A success story for sayward fish and game club and CRSF

by | Mar 10, 2012 | Post

Chinook salmon for the Salmon

A success story for sayward fish and game club and CRSF

By Dan MacLennan, Campbell River Courier-Islander March 9, 2012

Promising chinook returns to the Salmon River are good news to members of the Sayward Fish and Game Club.

Mike Gage says chinook were found last fall as far upriver as the diversion dam, almost 60 kilometres from the estuary

“That’s the first time to our recollection that chinook salmon have ever been that high up the river,” said Gage, who is the President of the Campbell River Salmon Foundation which has contributed money to the project. “They were right up to the diversion dam. The other two species that have made it that far up in large numbers have been steelhead and coho, and now we’ve got chinook there so we’re pleased that the work of the Sayward Fish and Game Club has paid off.”

Gage attributes the chinook success to a brood stock capture in the fall of 2007 near the estuary by members of the club. The eggs were raised to the eyed stage at the Sayward Hatchery and then transferred to the Quinsam Hatchery for further rearing. Hatchery staff released roughly 100,000 smolts up near the dam in late April 2008. Four years after the brood capture, Gage said at least six mature chinook were seen just below the dam.

“Because we released these smolts in 2008 at the diversion dam, they’ve been imprinted on the river all the way down to the estuary,” he said.

“We were very pleased to see the fish returning and how far up the river they’ve gone.
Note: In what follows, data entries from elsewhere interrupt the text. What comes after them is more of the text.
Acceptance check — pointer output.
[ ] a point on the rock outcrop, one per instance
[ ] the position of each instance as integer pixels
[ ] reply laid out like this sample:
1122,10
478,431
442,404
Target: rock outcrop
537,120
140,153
They’ve followed the imprinting right up to where they were released.”

Club members couldn’t take brood stock last fall because the river was too high, “this year we’ll be trying again,” Gage said.

“We’re hoping to do a brood stock capture every fall until we’re satisfied we’ve built the stock up to where they can take care of themselves. Their numbers are improving. We’re really thrilled that we’re building them up in the available anadromous fish spawning water up as far as the diversion dam.”

Gage call the Salmon River chinook the ‘first cousins’ of the Campbell River Tyee.

“They arrive back in the river almost exactly the same time of year,” he said. “It looks like they spawn at almost exactly the same time as the ones do in the Campbell. They’re very big fish. The Salmon River was famous for its big chinook back in the ’30s.”

He said it helps that the habitat alongside the Salmon River has been recovering as well.

“The old-growth timber was logged off in the ’50s, ’60s and ’70s and it’s now coming back wonderfully,” he said. “There’s huge stands of second growth so we’ve got way better water conditions, especially in the upper river.”